1. Phase: PGN File Import
This phase is responsible for reading and preprocessing PGN chess games before they are imported into the database.
- Date Processing: The script reads PGN files from the source. It can split large files into smaller, more manageable “chunks” using `pgn-extract`. Existing chunks in the temporary directory are prioritized for reuse unless overwriting is forced.
- Data Extraction: For each game, important header information (such as players, date, event, site) and the move sequence are extracted.
- Cleaning and Normalization:
- Chessbase EVAL comments (`[%evp…]`) are automatically removed.
- Blank lines in the PGN text are normalized.
- Player names are comprehensively normalized and cleaned, including the removal of titles (GM, IM, etc.) and country codes.
- FIDE player data (ID, names, titles) from the `fide_players` table is integrated to enrich headers and enable more precise player assignment.
- Hash Calculation: Unique hashes are calculated for various aspects of the game:
- A hash for the entire game (`game_hash`).
- A hash for player pairs (`player_pair_hash`).
- A hash for the full move sequence (`moves_hash_full`).
- Partial move hashes (every 10 half-moves) and end-FENs at specific half-move counts (`moves_san_segment_hashes` and `end_fens_at_ply`).
- Metadata Detection: It is detected and stored whether the PGN text of the game contains comments or variations.

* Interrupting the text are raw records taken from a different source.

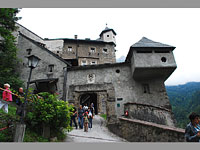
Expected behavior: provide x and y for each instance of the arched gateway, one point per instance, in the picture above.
(102, 95)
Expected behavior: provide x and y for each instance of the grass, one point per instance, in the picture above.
(104, 116)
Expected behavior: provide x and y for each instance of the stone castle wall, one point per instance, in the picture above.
(142, 131)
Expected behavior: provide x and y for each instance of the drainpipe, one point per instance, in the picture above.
(76, 37)
(64, 84)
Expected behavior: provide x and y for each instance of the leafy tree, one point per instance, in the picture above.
(48, 111)
(8, 50)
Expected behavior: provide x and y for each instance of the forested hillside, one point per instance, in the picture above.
(184, 100)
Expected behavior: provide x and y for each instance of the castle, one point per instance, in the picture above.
(83, 71)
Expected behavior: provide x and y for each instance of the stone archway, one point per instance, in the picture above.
(105, 95)
(89, 98)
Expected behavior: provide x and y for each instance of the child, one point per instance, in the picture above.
(7, 97)
(85, 118)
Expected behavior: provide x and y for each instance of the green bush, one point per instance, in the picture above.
(31, 136)
(48, 111)
(7, 135)
(104, 116)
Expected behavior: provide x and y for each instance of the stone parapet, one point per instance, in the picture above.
(135, 130)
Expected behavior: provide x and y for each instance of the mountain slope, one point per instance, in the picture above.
(184, 100)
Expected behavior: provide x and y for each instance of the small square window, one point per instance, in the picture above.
(105, 50)
(146, 88)
(51, 67)
(83, 62)
(69, 48)
(92, 49)
(29, 51)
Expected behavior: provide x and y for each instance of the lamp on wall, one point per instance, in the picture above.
(32, 63)
(20, 128)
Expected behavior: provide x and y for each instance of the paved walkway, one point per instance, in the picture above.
(98, 133)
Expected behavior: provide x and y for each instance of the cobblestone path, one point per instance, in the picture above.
(98, 133)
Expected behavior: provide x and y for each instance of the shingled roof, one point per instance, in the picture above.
(106, 30)
(145, 42)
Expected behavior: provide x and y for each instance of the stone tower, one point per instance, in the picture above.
(151, 60)
(108, 35)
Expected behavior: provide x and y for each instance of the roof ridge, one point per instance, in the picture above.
(145, 42)
(50, 52)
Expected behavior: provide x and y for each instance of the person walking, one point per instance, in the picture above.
(192, 131)
(7, 97)
(80, 117)
(90, 117)
(85, 118)
(92, 109)
(73, 116)
(19, 102)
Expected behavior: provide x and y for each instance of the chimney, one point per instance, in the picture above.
(75, 36)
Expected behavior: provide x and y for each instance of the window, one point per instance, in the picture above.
(105, 50)
(117, 71)
(163, 59)
(146, 88)
(29, 51)
(69, 48)
(51, 67)
(119, 99)
(92, 49)
(83, 62)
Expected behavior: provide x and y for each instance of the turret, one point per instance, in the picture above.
(150, 60)
(108, 35)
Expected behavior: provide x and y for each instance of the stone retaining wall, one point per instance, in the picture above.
(142, 131)
(150, 113)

- Date Handling: The script attempts to parse flexible date formats and calculate a quality score for the date. It can also prefer the `EventDate` if it has a higher quality.

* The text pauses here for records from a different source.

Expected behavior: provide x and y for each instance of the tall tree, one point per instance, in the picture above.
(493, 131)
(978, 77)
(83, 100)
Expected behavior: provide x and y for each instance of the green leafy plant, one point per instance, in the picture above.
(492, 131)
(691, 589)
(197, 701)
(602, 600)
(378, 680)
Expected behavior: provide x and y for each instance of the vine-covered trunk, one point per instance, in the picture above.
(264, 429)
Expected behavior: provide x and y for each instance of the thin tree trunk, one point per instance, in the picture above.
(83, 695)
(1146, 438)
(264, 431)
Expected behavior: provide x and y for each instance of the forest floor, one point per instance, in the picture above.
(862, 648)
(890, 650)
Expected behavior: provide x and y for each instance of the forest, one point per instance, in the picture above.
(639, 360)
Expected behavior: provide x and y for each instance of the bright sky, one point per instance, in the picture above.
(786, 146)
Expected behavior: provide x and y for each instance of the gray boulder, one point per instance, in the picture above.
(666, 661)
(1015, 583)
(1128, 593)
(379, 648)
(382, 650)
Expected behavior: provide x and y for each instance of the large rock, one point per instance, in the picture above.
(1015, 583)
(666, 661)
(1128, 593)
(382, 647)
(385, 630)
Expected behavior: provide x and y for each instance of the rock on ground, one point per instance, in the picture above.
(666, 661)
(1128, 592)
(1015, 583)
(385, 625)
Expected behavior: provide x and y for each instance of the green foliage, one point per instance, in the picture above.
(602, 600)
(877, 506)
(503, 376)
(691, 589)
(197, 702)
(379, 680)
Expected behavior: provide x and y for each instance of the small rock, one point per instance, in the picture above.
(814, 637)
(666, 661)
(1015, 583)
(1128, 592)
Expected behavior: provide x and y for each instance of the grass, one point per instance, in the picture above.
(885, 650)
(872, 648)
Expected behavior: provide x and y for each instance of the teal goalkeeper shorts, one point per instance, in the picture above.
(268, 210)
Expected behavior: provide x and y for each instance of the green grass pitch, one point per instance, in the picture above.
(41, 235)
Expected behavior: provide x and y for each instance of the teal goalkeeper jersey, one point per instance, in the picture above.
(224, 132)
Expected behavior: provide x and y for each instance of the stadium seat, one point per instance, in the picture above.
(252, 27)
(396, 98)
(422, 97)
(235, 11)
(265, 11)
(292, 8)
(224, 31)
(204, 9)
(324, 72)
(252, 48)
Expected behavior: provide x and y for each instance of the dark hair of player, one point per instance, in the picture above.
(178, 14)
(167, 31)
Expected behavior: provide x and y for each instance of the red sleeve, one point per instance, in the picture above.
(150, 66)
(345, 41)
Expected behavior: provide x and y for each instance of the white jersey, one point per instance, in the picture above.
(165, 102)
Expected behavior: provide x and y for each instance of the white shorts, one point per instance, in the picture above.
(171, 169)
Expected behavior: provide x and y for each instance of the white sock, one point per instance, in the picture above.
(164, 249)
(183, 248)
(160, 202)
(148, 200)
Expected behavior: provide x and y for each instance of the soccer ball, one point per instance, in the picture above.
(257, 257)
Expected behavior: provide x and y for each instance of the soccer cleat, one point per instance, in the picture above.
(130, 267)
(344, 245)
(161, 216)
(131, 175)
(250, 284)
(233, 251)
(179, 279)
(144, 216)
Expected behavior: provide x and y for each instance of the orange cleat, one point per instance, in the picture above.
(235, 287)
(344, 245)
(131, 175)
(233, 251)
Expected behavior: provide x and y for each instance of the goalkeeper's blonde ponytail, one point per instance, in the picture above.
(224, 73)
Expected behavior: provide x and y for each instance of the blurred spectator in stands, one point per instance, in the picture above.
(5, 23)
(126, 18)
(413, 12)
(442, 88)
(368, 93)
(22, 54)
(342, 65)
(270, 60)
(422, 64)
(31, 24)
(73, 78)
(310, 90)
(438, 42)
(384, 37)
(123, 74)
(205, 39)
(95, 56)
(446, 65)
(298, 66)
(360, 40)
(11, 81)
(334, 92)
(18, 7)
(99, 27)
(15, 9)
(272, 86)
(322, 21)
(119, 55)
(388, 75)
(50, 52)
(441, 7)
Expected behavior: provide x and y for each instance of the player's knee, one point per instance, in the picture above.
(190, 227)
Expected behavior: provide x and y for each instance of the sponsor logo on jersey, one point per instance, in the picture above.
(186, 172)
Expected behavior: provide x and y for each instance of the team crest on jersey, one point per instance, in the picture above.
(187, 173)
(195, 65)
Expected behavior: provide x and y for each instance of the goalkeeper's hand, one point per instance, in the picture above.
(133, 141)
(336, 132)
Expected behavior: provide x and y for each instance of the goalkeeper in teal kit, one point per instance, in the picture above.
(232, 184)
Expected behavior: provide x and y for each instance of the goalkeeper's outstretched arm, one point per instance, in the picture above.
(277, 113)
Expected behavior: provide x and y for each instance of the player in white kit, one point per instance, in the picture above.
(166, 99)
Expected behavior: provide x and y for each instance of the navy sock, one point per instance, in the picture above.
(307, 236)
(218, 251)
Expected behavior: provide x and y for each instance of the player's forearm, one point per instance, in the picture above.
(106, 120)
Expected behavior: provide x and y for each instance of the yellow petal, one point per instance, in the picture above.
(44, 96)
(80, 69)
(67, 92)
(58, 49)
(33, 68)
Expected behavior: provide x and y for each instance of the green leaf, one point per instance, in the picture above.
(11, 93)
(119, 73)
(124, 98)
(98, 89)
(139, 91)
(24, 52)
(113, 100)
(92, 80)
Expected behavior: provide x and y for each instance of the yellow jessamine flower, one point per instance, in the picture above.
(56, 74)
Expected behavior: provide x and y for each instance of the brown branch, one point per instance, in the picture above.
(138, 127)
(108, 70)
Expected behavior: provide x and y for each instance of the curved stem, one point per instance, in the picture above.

- FEN Generation: The end-FEN of the game is calculated and a hash of it is stored.
2. Phase: Consolidated Player Pair Grouping
This phase is a crucial preprocessing step that groups games based on the similarity of player names.
- Fuzzy Name Comparisons: Games played by the logically same player pairs are grouped. This is done through fuzzy name comparisons using algorithms such as Jaro-Winkler and Monge-Elkan.
- Canonical ID Assignment: A `canonical_player_pair_id` is assigned to indicate that these games originate from the same player pairs, even if the names vary slightly. If the names differ too much, no assignment can be made here, and the game will likely be ignored during duplicate detection.
- Parallel Processing: The initial assignment of temporary IDs occurs in parallel in workers. The final consolidation and assignment of global IDs takes place in the main process to ensure quality. Workers identify equivalence classes of player names and send these relationships to the main process, which consolidates them globally.
3. Phase: Exact Move Sequence Deduplication
This phase identifies and marks games that have exactly identical move sequences.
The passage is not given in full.